The other leaders at the informal summit, which featured a boat ride and no neckties, were Chancellor Angela Merkel of Germany and David Cameron, the UK prime minister.

The four said that they had not discussed whether Jean-Claude Juncker, the centre-right candidate for Commission president, should get the job. Reinfeldt, Rutte and Cameron oppose Juncker and the entire system of lead candidates that turned him into the strongest contender for the Commission job.

“We in principle dislike the idea of presenting front-runners from the different parties because we think that [this] twists the balance between the institutions and the way that the Lisbon treaty is set up,” Reinfeldt said before the meeting started yesterday (9 June).

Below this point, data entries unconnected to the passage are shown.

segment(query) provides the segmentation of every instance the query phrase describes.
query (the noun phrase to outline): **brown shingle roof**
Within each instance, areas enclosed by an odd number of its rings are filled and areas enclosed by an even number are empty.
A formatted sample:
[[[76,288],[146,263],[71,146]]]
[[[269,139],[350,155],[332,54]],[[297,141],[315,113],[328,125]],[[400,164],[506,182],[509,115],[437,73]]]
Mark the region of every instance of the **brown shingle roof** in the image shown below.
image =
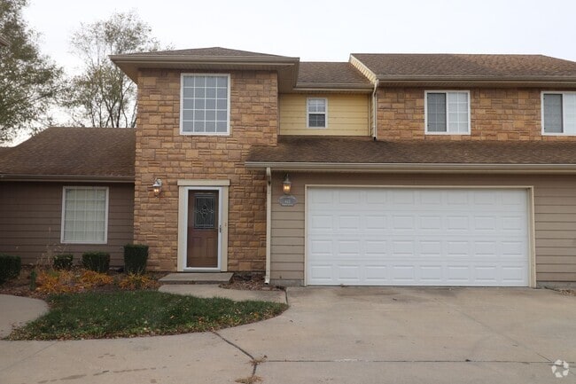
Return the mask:
[[[193,48],[187,50],[154,51],[151,52],[128,53],[121,56],[193,56],[220,58],[283,58],[284,56],[269,53],[251,52],[249,51],[230,50],[222,47]]]
[[[298,73],[298,86],[361,85],[371,88],[370,82],[350,63],[302,61]]]
[[[542,55],[353,53],[379,78],[576,78],[576,62]]]
[[[281,136],[277,146],[253,146],[247,162],[576,164],[576,142],[373,141],[370,137]]]
[[[134,178],[135,129],[49,128],[0,153],[0,179],[9,176]]]

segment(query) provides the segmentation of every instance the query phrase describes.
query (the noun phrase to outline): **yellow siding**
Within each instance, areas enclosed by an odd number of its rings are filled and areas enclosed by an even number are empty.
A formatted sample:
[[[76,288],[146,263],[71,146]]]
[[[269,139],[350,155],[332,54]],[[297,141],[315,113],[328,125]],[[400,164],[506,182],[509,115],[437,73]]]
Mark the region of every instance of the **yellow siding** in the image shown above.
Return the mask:
[[[326,128],[306,127],[307,98],[328,100]],[[369,101],[369,95],[280,95],[280,135],[368,136]]]

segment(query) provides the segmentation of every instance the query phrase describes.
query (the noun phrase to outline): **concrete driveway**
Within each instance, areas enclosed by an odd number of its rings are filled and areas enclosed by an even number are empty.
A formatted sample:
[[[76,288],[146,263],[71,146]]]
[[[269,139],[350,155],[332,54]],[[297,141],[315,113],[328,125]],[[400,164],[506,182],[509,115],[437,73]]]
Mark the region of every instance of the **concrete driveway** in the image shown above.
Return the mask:
[[[1,341],[0,383],[576,382],[576,297],[528,288],[291,288],[265,322],[179,336]],[[551,364],[568,362],[557,379]],[[558,368],[557,372],[564,369]]]

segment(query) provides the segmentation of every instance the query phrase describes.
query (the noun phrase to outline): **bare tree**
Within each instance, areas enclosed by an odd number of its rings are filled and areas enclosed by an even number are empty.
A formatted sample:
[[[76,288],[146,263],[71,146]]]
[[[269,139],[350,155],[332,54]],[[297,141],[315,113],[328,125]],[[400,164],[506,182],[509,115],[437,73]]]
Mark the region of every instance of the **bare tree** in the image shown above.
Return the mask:
[[[40,53],[37,34],[22,18],[26,0],[0,1],[0,143],[51,121],[62,89],[62,69]]]
[[[108,56],[157,51],[160,43],[151,35],[151,27],[134,11],[82,24],[73,35],[71,45],[82,59],[83,70],[71,80],[66,103],[75,124],[136,125],[136,86]]]

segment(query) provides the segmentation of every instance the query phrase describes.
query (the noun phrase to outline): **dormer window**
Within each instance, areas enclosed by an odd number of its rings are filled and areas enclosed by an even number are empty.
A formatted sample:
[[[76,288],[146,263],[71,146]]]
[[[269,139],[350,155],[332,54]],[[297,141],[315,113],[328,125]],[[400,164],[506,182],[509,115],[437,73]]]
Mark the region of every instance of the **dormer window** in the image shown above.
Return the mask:
[[[428,135],[470,135],[470,92],[426,90],[425,131]]]
[[[542,134],[576,135],[576,93],[542,92]]]
[[[180,133],[230,135],[230,74],[183,74]]]
[[[308,98],[307,100],[307,128],[326,128],[328,119],[326,111],[328,101],[326,98]]]

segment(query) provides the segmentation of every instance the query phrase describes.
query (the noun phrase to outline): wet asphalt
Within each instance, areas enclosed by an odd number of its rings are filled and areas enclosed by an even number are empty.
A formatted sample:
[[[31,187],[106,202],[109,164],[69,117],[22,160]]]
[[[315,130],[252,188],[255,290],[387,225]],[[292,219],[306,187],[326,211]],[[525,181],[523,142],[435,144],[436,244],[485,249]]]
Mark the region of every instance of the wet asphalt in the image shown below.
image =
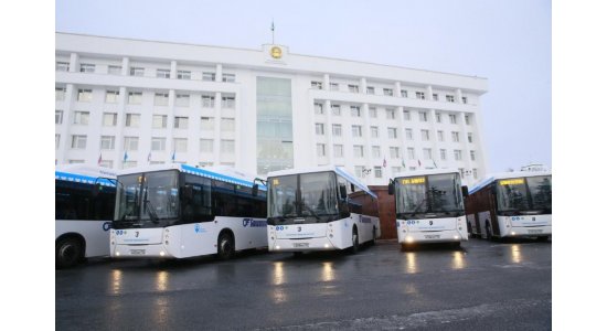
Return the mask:
[[[55,271],[56,330],[550,330],[552,243],[89,259]]]

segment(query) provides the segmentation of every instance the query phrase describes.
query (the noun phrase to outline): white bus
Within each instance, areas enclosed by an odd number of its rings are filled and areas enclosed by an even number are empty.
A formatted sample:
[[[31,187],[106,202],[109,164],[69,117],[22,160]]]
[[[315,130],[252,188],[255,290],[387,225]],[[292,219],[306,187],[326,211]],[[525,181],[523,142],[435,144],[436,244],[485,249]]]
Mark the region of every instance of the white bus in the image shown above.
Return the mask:
[[[464,191],[464,192],[462,192]],[[391,180],[395,195],[396,233],[403,246],[468,241],[464,197],[457,169],[409,171]]]
[[[470,232],[481,238],[552,235],[552,172],[507,172],[475,185],[466,197]]]
[[[55,267],[109,255],[115,178],[109,169],[85,164],[55,169]],[[93,190],[95,185],[100,190]]]
[[[266,238],[266,188],[230,168],[187,164],[118,174],[110,256],[185,258],[259,248]],[[255,186],[255,189],[254,189]]]
[[[381,235],[377,196],[338,167],[268,173],[270,252],[350,248]]]

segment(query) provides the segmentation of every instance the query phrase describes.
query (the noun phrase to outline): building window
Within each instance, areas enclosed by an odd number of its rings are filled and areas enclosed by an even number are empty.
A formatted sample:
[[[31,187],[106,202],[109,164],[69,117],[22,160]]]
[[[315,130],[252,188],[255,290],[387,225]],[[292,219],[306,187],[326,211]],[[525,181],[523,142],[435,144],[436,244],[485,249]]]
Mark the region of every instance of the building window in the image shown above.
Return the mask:
[[[103,117],[104,127],[115,127],[117,122],[118,122],[118,114],[104,113],[104,117]]]
[[[82,63],[81,64],[81,73],[87,73],[87,74],[95,73],[95,65],[90,64],[90,63]]]
[[[319,157],[324,157],[326,156],[324,143],[317,143],[316,145],[316,154],[319,156]]]
[[[116,137],[114,136],[102,136],[102,149],[103,150],[114,150],[116,142]]]
[[[140,119],[141,119],[141,115],[139,114],[127,114],[127,120],[125,121],[125,127],[138,128]]]
[[[65,99],[65,87],[55,87],[55,100],[61,102]]]
[[[350,106],[350,114],[352,115],[352,117],[361,117],[361,107]]]
[[[352,137],[362,137],[362,126],[352,126]]]
[[[188,117],[175,117],[173,128],[188,129]]]
[[[331,105],[331,114],[333,116],[341,116],[341,107],[340,105]]]
[[[362,145],[354,145],[354,158],[364,158],[364,147]]]
[[[153,151],[163,151],[167,149],[167,138],[152,137],[152,147]]]
[[[215,82],[215,73],[202,73],[203,82]]]
[[[85,149],[86,148],[86,136],[72,136],[72,148],[73,149]]]
[[[142,67],[131,67],[130,68],[130,75],[136,77],[143,77],[143,68]]]
[[[424,148],[424,159],[432,160],[432,148]]]
[[[411,111],[403,110],[403,118],[404,120],[411,120]]]
[[[333,145],[333,157],[343,158],[343,145]]]
[[[63,110],[55,109],[55,124],[63,122]]]
[[[204,131],[213,131],[215,128],[215,120],[212,117],[200,118],[200,129]]]
[[[409,160],[415,160],[415,149],[413,147],[407,148],[407,157]]]
[[[78,89],[78,102],[90,103],[93,99],[93,89]]]
[[[316,114],[316,115],[322,115],[322,114],[324,114],[324,111],[322,111],[322,104],[320,104],[320,103],[315,103],[315,114]]]
[[[390,148],[390,158],[391,159],[400,159],[401,153],[397,147],[391,147]]]
[[[200,139],[200,151],[203,153],[212,153],[213,139]]]
[[[396,134],[396,128],[387,128],[387,138],[397,139],[398,135]]]
[[[430,140],[430,131],[429,130],[422,130],[422,140],[423,141]]]
[[[413,129],[405,129],[405,138],[407,140],[413,140]]]
[[[236,130],[236,121],[234,118],[222,118],[222,131],[234,132]]]
[[[380,138],[380,128],[371,127],[371,138]]]
[[[81,126],[87,126],[88,125],[88,111],[74,111],[74,124],[81,125]]]
[[[170,70],[156,70],[156,77],[157,78],[170,78],[171,77],[171,71]]]
[[[333,136],[341,137],[341,125],[333,125]]]
[[[371,153],[374,159],[380,159],[382,157],[382,150],[379,146],[371,147]]]
[[[121,75],[123,67],[120,65],[110,65],[107,67],[107,73],[110,75]]]
[[[373,173],[375,173],[375,178],[382,178],[382,167],[373,167]]]
[[[203,95],[202,96],[202,107],[204,107],[204,108],[215,107],[215,97],[211,96],[211,95]]]
[[[153,95],[153,105],[155,106],[169,106],[169,94],[168,93],[157,93]]]
[[[223,74],[222,82],[224,83],[234,83],[236,82],[236,75],[234,74]]]
[[[118,103],[118,96],[120,92],[118,90],[106,90],[105,92],[105,102],[106,104],[116,104]]]
[[[129,105],[141,105],[141,99],[143,98],[143,93],[141,92],[129,92],[128,93],[128,103]]]
[[[234,142],[232,140],[232,142]],[[188,151],[188,139],[185,138],[174,138],[173,139],[173,150],[178,153],[184,153]]]
[[[55,63],[55,71],[57,71],[57,72],[68,72],[70,71],[70,63],[68,62],[56,62]]]
[[[220,142],[220,151],[226,154],[233,154],[235,151],[234,140],[222,140]]]
[[[167,128],[167,115],[153,115],[152,129],[166,129],[166,128]]]
[[[235,97],[222,97],[222,108],[224,109],[234,109],[236,107]]]
[[[177,71],[178,79],[192,79],[192,73],[189,71]]]
[[[396,118],[396,111],[394,109],[385,109],[385,118],[395,119]]]
[[[178,95],[175,95],[175,106],[178,106],[178,107],[190,107],[190,95],[189,94],[178,94]]]

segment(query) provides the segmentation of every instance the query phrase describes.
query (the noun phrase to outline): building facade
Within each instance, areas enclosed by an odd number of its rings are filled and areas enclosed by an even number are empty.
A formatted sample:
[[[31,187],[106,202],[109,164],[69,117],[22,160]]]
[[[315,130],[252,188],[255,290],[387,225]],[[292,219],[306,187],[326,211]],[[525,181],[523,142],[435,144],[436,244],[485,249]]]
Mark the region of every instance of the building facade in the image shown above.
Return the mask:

Cameron made a similar point about the constitutional role of the European Council, the body of 28 national leaders. “As democratically elected leaders of Europe we should be the ones who choose who should run this EU institution rather than accept some new process which was never agreed,” he said on arriving at Harpsund.

UK diplomats also warned against EU leaders accepting a “power shift through the back door” and setting a precedent that gives MEPs more responsibilities than those set out in the EU’s Lisbon treaty.

Diplomats suggested ahead of the meeting that the three anti-Juncker leaders would try to sway Merkel to block Juncker’s appointment.

But Merkel, who was forced late last month to endorse Juncker with less ambiguity than she had previously shown, said at today’s news conference: “I made the point that for me Jean-Claude Juncker is the candidate and I want him as the president of the European Commission.”

Cameron yesterday spoke by phone with Matteo Renzi, Italy’s prime minister, who is thought to be sceptical about Juncker. Should Italy abstain from a vote on Juncker’s nomination at a European Council on 27 June, this would create a blocking minority among the 28 national leaders.

The four did not suggest a timetable for the appointment procedure, although Merkel said that nothing had changed about the agenda for the June Council.

Yesterday (9 June), the UK’s Labour party came out with a statement that its MEPs would vote against Juncker’s confirmation in the European Parliament because he would make EU reform more difficult.

While Labour’s move has little practical effect, it is a signal that Cameron’s feelings about Juncker are widely shared in the UK and not primarily a matter of party politics.

With 20 members, the Labour delegation is among the largest in the Parliament. It is the first major delegation on the centre-left to come out against Juncker.